Published:Thursday | February 28, 2019 | 12:20 AMRomario Scott/Gleaner Writer
Jamaican construction professionals are leaving their homeland in frustration, says Michael Archer.
Jamaican construction professionals are leaving their homeland in frustration, says Michael Archer.

Jamaican construction firms are prejudicially labelled as corrupt and inept when their projects are hit by cost overruns and delays, but government and other stakeholders give foreign contractors a free pass for failure, a construction expert has charged.

Speaking at a meeting of the Kiwanis Club of Barbican on Tuesday night, Michael Archer said that foreign firms do not face the same level of scrutiny in project implementation as Chinese firms, many of which have gobbled up government and private-sector contracts to build highways, bridges, and high-rises.

Referring to the recently completed widening of Marcus Garvey Drive in Kingston as an example, the project missed its deadline three times, said Archer, past president of the Incorporated Masterbuilders Association of Jamaica, an umbrella group of construction professionals.

“Do you know that the contract on Constant Spring Road won’t be meeting the time frame?” he questioned, in reference to the US$19 million widening and resurfacing of the upper St Andrew thoroughfare, one of three ‘Legacy Projects’ the Government hopes will increase productivity and decongest traffic flows.

“The North-South Highway was a good project for the Chinese in terms of cutting through that hill. Do you understand how many slope failures went on there? If it was a local contractor, there would be an investigation in Parliament!” he said, citing problems that have hit construction projects undertaken by China Harbour Engineering Company.

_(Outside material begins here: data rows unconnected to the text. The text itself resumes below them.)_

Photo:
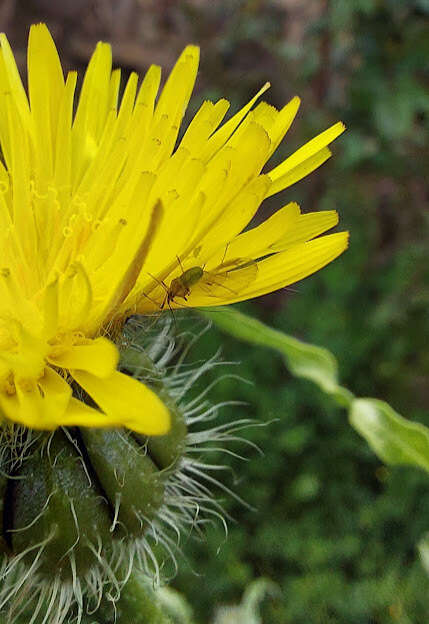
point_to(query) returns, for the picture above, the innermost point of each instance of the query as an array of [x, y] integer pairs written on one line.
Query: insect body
[[181, 286]]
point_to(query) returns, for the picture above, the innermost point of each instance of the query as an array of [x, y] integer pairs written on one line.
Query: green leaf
[[394, 439], [302, 359]]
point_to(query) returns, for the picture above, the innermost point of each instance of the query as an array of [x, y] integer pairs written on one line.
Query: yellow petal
[[98, 356], [39, 405], [78, 414], [287, 267], [300, 171], [45, 86], [127, 401]]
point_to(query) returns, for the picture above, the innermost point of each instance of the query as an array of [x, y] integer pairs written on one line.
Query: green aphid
[[181, 286]]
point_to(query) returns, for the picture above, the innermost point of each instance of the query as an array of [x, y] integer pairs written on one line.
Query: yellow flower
[[101, 216]]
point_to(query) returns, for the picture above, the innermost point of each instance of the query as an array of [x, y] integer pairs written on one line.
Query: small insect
[[226, 279], [181, 286]]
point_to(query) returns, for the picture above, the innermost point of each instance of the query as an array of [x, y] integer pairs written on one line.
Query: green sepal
[[131, 481], [138, 604], [57, 509], [167, 450]]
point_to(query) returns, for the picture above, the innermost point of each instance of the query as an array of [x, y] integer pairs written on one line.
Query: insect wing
[[224, 284]]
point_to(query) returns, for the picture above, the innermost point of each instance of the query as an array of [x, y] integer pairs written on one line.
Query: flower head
[[103, 216]]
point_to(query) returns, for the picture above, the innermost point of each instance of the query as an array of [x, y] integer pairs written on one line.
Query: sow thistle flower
[[100, 212], [104, 215]]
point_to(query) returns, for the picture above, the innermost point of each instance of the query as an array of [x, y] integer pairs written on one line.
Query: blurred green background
[[332, 527]]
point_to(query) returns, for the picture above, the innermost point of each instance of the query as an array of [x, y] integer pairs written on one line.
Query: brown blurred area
[[155, 31]]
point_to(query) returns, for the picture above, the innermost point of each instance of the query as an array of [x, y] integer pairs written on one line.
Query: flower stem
[[138, 604]]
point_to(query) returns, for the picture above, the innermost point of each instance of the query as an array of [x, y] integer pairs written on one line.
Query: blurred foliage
[[332, 526]]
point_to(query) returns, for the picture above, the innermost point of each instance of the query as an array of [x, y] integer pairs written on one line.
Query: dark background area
[[336, 530]]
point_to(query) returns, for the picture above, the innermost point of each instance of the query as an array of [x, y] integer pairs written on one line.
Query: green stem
[[138, 604]]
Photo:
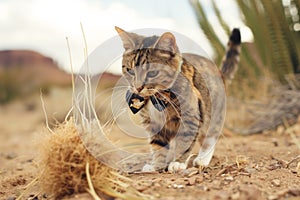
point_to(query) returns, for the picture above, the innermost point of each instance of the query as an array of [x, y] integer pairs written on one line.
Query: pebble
[[229, 178], [192, 180], [222, 195], [276, 182]]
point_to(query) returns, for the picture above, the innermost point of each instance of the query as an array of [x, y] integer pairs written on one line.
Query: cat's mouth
[[136, 102]]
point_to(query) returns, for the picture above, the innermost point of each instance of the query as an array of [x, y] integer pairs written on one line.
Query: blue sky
[[43, 25]]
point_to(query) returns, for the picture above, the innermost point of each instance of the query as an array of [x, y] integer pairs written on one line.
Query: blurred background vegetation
[[275, 52]]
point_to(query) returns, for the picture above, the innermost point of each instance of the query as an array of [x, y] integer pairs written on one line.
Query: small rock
[[229, 178], [192, 180], [276, 182], [273, 197], [235, 196], [199, 179], [10, 155], [222, 195], [250, 192]]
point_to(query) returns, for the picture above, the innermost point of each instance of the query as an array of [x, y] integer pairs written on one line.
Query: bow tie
[[136, 102]]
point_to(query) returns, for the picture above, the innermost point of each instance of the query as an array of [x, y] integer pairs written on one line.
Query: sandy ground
[[265, 166]]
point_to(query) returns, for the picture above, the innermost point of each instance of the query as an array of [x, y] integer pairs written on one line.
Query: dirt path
[[252, 167]]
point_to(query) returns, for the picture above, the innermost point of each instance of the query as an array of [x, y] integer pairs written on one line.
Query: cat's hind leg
[[206, 152]]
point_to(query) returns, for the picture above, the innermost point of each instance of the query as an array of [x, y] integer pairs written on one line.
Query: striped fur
[[154, 66]]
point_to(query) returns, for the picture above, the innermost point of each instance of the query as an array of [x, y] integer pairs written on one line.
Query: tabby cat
[[169, 90]]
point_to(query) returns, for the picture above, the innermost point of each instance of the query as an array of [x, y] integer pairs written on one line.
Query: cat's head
[[150, 64]]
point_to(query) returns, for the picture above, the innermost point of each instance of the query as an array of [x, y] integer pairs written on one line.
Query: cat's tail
[[231, 59]]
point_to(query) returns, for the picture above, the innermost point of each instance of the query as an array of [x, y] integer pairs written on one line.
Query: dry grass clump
[[66, 166]]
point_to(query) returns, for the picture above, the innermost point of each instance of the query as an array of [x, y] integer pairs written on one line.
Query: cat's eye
[[130, 71], [152, 74]]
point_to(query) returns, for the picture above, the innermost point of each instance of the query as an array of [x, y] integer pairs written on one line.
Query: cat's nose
[[139, 89]]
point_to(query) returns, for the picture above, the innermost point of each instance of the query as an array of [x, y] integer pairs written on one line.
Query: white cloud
[[42, 25]]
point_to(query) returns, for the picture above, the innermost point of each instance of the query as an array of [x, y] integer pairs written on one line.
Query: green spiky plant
[[276, 43]]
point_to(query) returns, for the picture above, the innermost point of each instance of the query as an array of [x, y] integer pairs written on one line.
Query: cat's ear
[[128, 42], [166, 42]]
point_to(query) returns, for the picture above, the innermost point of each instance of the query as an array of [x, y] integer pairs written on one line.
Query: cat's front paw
[[175, 167], [201, 162], [148, 168]]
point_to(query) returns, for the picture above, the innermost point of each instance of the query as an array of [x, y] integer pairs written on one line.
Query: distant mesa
[[32, 67], [23, 72]]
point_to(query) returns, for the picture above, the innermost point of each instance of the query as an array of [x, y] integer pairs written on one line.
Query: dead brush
[[66, 167]]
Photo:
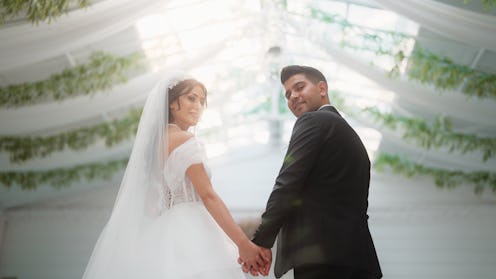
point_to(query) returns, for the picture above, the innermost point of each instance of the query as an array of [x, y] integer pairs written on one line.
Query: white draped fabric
[[476, 111], [469, 27], [42, 117], [27, 44]]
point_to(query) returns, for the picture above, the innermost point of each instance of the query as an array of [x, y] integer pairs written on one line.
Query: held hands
[[255, 259]]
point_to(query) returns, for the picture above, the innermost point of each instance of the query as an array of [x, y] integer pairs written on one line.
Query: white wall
[[419, 231]]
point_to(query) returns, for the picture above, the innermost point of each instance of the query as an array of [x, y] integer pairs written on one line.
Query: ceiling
[[236, 47]]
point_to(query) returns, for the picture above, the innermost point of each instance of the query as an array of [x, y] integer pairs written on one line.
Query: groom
[[318, 206]]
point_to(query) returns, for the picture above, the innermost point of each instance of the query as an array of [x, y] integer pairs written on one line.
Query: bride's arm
[[216, 207]]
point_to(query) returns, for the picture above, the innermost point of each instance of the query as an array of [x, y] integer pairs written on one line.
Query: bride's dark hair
[[181, 88]]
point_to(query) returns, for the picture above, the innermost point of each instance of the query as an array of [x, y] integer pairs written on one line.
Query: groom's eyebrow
[[288, 92]]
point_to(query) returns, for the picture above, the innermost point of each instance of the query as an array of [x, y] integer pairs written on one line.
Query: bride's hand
[[254, 259]]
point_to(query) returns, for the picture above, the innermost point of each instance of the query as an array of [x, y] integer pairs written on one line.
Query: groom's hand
[[262, 268]]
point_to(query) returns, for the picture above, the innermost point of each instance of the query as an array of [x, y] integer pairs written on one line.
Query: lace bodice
[[177, 187]]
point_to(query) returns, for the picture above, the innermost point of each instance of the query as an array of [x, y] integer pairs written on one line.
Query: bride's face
[[188, 108]]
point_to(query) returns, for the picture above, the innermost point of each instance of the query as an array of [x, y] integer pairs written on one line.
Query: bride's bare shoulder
[[176, 138]]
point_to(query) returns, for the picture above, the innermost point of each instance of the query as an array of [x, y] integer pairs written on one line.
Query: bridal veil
[[142, 193]]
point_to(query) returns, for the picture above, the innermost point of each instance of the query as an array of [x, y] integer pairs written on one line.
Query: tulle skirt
[[185, 242]]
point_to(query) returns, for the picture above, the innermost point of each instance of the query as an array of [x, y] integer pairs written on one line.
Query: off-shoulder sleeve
[[189, 153]]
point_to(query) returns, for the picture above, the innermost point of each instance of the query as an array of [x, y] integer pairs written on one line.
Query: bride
[[167, 220]]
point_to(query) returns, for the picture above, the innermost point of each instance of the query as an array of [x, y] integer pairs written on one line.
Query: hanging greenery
[[113, 132], [437, 134], [38, 10], [424, 66], [443, 178], [62, 177], [102, 72], [444, 74]]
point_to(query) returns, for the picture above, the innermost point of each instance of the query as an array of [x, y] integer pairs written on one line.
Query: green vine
[[37, 10], [429, 68], [438, 134], [443, 178], [113, 132], [424, 66], [62, 177], [102, 72]]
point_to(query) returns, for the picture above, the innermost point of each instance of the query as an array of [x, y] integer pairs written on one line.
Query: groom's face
[[303, 95]]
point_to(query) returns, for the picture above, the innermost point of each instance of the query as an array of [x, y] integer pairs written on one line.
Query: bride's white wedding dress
[[185, 241], [159, 228]]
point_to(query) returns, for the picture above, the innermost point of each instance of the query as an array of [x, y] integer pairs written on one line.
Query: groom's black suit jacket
[[318, 207]]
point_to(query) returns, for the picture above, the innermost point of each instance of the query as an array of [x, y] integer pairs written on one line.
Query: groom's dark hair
[[311, 73]]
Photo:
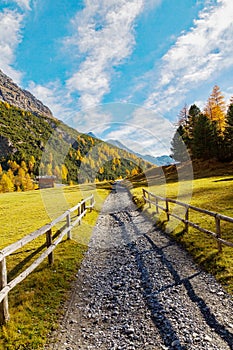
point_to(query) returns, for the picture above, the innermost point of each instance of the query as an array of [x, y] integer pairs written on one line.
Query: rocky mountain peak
[[23, 99]]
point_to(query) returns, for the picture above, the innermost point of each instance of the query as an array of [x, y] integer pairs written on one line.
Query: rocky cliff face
[[23, 99]]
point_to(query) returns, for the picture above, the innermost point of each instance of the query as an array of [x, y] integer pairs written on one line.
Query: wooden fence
[[153, 199], [46, 230]]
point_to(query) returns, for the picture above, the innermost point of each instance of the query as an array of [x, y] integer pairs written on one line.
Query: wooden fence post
[[144, 195], [186, 228], [4, 312], [68, 222], [167, 210], [156, 205], [49, 242], [92, 203], [218, 232], [84, 206], [79, 213]]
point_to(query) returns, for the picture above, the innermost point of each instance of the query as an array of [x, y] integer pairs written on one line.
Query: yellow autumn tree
[[215, 108], [6, 185]]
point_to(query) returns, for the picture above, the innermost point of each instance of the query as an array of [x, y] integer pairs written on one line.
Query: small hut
[[46, 181]]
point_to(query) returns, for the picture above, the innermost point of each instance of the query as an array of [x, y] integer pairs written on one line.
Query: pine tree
[[178, 147], [204, 138], [228, 134]]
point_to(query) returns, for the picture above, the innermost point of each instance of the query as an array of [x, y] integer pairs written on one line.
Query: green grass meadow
[[35, 303], [211, 193]]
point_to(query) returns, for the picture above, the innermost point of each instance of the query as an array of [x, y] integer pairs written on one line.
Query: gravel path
[[137, 289]]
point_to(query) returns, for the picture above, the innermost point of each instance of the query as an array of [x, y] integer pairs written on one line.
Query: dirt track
[[137, 289]]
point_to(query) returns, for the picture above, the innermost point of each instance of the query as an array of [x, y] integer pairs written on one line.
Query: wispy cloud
[[104, 35], [54, 96], [197, 56], [24, 4], [10, 37]]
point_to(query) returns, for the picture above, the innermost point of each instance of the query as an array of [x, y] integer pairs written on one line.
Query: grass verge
[[211, 193], [36, 303]]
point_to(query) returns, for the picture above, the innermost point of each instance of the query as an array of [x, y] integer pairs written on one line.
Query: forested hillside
[[26, 153], [208, 133]]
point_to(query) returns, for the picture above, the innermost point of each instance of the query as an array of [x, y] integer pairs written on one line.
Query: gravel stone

Archer decried that local players have been wearing the tag of corruption unfairly for too long. The scope of many projects has been changed to include major infrastructural adjustments,

“That brush has scarred the local industry in some respects. I have been involved in projects that have been escalated because the initial planning was short-sighted and there are clearly omissions that need to be added.

“The public sees that a job moves from $500 million to $700 million, they say somebody thief $200 million, not that they included traffic light, drainage, and some other things,” he argued.

He said that the blacklisting of local construction interests has triggered an exodus of some of Jamaica’s best technical talent.

“We have some of the best engineering capacity, but you have to go to Canada and South Africa [to find them]. They’re not staying here because we have no respect for technical professionals, and we consider people who make money as being crooked,” the former masterbuilders’ president lamented.